Los pobres padres ya habían pasado por lo mismo cuatro veces; su hija había sido problemática desde los dos años. Era una chica simpática, pero entre la enfermedad bipolar y su adicción a la heroína, iba directa al desastre desde los doce. Maxine la visitaba desde hacía dos años. Era hija única y sus padres, extremadamente dedicados y cariñosos, habían hecho todo lo posible por ella. Había niños a los que no podías ayudar, por mucho que lo intentaras.
Hilary había estado hospitalizada cuatro veces en los últimos dos años, sin ningún resultado. En cuanto le daban el alta del hospital, volvía a salir con las mismas malas compañías. Le había dicho repetidas veces a Maxine que no podía evitarlo. No lograba mantenerse limpia, y afirmaba que la medicación que Maxine le recetaba la privaba del placer que ella conseguía en la calle. Hacía dos años que Maxine temía este final.
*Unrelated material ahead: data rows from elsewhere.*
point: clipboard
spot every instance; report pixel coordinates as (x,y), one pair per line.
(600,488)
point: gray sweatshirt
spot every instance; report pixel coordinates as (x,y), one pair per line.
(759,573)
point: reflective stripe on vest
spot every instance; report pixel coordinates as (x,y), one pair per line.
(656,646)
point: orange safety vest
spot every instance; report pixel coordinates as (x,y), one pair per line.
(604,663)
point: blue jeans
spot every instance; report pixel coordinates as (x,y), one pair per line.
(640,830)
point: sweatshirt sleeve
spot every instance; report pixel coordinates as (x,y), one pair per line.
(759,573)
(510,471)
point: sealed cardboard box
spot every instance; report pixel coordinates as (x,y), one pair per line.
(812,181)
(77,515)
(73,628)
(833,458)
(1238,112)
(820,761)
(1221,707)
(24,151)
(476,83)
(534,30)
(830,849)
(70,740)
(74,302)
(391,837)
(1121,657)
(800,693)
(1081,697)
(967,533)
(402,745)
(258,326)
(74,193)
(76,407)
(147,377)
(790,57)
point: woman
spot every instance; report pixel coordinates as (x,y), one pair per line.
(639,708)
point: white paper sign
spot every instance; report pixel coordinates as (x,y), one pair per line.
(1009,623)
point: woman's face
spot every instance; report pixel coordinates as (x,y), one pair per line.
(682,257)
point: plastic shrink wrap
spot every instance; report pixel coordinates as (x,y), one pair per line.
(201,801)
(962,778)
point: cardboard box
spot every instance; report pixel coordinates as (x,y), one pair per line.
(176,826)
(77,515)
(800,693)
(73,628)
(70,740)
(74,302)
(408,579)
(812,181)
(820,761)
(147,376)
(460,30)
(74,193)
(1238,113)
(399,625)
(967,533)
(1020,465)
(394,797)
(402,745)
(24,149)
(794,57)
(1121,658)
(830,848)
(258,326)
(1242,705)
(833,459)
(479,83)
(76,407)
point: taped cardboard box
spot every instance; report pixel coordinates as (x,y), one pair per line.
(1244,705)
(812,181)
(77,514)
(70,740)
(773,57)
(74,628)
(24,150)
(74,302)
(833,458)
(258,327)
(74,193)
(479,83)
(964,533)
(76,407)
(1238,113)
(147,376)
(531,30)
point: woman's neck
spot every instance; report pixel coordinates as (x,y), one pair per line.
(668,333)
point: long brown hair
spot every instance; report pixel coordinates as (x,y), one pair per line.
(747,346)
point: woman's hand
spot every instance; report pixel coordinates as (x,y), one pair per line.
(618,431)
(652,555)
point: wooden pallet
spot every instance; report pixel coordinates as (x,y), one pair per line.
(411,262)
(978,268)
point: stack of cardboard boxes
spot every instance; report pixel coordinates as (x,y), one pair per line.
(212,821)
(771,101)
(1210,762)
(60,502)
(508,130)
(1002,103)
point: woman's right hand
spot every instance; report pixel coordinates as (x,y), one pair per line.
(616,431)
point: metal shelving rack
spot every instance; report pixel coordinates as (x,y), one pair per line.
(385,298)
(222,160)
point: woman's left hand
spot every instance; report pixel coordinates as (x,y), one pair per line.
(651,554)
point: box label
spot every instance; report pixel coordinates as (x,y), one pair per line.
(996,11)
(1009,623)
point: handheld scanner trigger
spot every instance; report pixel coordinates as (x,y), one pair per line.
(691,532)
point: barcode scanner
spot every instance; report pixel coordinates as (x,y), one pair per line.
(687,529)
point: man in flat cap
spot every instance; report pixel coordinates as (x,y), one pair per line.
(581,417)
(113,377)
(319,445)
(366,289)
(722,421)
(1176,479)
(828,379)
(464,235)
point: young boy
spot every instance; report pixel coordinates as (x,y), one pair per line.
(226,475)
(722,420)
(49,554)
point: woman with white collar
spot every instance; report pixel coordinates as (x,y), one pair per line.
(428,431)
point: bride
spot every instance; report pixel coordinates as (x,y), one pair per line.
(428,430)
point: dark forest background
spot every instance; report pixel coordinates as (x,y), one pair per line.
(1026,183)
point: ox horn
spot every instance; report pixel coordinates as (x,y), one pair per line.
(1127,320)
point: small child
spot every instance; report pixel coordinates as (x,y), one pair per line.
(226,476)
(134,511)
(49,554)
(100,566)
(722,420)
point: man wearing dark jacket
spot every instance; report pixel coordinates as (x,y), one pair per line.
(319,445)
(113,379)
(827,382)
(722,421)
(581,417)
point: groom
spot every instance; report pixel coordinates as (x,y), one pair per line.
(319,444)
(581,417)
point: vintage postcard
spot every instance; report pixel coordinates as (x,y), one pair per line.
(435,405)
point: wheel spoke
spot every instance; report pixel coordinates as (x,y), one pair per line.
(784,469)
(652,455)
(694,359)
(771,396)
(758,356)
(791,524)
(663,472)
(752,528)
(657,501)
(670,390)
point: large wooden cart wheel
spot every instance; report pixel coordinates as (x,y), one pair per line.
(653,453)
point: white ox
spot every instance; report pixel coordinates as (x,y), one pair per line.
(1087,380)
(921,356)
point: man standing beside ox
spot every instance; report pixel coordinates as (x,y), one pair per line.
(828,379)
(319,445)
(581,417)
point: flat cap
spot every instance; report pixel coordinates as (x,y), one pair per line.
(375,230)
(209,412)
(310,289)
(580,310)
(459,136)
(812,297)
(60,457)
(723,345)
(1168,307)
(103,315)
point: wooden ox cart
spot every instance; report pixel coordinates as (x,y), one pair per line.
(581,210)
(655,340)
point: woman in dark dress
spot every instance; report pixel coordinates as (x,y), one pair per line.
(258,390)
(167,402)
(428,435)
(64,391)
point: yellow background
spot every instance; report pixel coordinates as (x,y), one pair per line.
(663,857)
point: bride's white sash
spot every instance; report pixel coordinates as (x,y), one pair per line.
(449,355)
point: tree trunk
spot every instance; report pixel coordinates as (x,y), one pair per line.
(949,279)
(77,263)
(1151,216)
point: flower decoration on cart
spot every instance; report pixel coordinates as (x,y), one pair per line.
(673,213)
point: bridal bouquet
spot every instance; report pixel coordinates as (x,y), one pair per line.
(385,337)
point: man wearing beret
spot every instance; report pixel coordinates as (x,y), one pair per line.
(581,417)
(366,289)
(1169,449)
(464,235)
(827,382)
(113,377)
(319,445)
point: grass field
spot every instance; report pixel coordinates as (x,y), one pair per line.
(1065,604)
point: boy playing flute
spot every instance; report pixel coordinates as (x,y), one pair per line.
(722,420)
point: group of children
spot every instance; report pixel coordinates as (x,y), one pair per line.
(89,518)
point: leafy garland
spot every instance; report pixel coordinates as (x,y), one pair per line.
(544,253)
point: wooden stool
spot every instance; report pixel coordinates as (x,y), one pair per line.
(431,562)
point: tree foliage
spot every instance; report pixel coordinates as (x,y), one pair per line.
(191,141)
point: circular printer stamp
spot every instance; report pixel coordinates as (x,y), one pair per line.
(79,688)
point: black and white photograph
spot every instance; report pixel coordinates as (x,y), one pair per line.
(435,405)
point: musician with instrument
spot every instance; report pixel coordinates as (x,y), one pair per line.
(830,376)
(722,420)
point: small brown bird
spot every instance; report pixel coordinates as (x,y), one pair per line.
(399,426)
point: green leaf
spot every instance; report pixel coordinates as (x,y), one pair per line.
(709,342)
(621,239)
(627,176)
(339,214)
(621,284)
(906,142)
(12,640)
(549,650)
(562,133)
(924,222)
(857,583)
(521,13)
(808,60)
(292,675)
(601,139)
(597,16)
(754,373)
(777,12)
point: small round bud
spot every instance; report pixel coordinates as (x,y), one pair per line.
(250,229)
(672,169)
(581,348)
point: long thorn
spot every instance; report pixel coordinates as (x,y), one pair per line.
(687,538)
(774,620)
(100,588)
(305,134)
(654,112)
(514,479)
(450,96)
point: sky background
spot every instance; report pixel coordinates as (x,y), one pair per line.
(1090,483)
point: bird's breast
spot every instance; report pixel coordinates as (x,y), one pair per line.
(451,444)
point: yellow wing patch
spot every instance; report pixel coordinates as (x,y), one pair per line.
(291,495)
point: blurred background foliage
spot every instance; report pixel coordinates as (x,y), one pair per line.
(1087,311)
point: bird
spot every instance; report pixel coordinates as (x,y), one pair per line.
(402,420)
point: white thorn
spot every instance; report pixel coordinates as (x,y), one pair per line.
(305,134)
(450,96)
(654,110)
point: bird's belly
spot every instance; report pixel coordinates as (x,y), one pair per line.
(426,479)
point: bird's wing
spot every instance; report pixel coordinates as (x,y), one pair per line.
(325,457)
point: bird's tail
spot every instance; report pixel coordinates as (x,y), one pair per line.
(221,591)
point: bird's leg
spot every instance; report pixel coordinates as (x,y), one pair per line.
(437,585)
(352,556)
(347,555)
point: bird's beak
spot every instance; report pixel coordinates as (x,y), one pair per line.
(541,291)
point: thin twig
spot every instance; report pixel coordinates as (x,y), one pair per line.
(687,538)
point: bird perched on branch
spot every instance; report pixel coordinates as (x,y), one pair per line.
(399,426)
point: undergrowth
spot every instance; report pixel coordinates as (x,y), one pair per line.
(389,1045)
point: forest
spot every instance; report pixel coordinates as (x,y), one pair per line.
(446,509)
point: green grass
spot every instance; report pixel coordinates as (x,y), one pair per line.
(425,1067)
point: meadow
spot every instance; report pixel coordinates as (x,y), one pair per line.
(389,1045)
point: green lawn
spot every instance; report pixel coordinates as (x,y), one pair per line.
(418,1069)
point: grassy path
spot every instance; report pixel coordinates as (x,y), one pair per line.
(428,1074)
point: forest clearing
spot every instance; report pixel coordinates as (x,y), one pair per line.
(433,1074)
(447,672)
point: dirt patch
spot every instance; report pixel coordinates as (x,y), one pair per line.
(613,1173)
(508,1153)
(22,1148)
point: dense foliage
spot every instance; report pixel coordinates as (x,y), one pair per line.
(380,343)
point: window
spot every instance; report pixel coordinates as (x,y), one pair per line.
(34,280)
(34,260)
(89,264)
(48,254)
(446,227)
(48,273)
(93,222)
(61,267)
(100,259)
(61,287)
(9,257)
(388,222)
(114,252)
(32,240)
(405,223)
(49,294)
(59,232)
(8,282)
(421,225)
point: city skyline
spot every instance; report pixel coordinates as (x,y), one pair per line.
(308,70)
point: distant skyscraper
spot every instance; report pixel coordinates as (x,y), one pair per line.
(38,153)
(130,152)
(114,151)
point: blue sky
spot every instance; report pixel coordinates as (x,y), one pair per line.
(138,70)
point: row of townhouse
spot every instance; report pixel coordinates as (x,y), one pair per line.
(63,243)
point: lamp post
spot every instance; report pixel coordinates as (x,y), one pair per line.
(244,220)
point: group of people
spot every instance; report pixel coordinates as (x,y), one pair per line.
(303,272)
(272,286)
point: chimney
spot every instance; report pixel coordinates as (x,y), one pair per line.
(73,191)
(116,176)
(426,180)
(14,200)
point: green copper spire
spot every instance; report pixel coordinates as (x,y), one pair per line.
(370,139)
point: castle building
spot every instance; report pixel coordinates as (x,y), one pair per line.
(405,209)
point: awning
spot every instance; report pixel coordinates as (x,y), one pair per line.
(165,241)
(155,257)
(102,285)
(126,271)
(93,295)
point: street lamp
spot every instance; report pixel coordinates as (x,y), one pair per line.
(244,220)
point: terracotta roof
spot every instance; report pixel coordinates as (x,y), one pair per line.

En menos de cinco minutos se había puesto unos mocasines, un jersey grueso y unos vaqueros. Sacó un abrigo del armario, cogió el bolso y corrió al ascensor. Encontró un taxi inmediatamente, de modo que, quince minutos después de que Thelma Washington, la médica que la sustituía, la llamara, Max entraba en el hospital. Thelma había estudiado en Harvard con ella, era afroamericana y una de las mejores psiquiatras que Maxine conocía. Después de coincidir en la facultad y de haberse pasado años sustituyéndose la una a la otra en las consultas, se habían hecho amigas. Ya fuese en su vida privada o en la profesional, Maxine sabía que podía contar con Thelma. Se parecían mucho en más de un sentido, y sentían la misma dedicación por su trabajo. Maxine se quedaba totalmente tranquila cuando dejaba a sus pacientes en manos de Thelma. Antes de ir a ver a los Anderson, Maxine fue a hablar con Thelma, que la puso al día rápidamente. Hilary estaba en coma profundo, y, por el momento, lo que le habían administrado no había funcionado. Lo había hecho estando sola en casa, mientras sus padres estaban fuera. No había dejado ninguna nota, pero Maxine sabía que no necesitaba hacerlo. A menudo le había dicho que le daba lo mismo vivir o morir. Para ella, y para otros como ella, ser bipolar era demasiado duro.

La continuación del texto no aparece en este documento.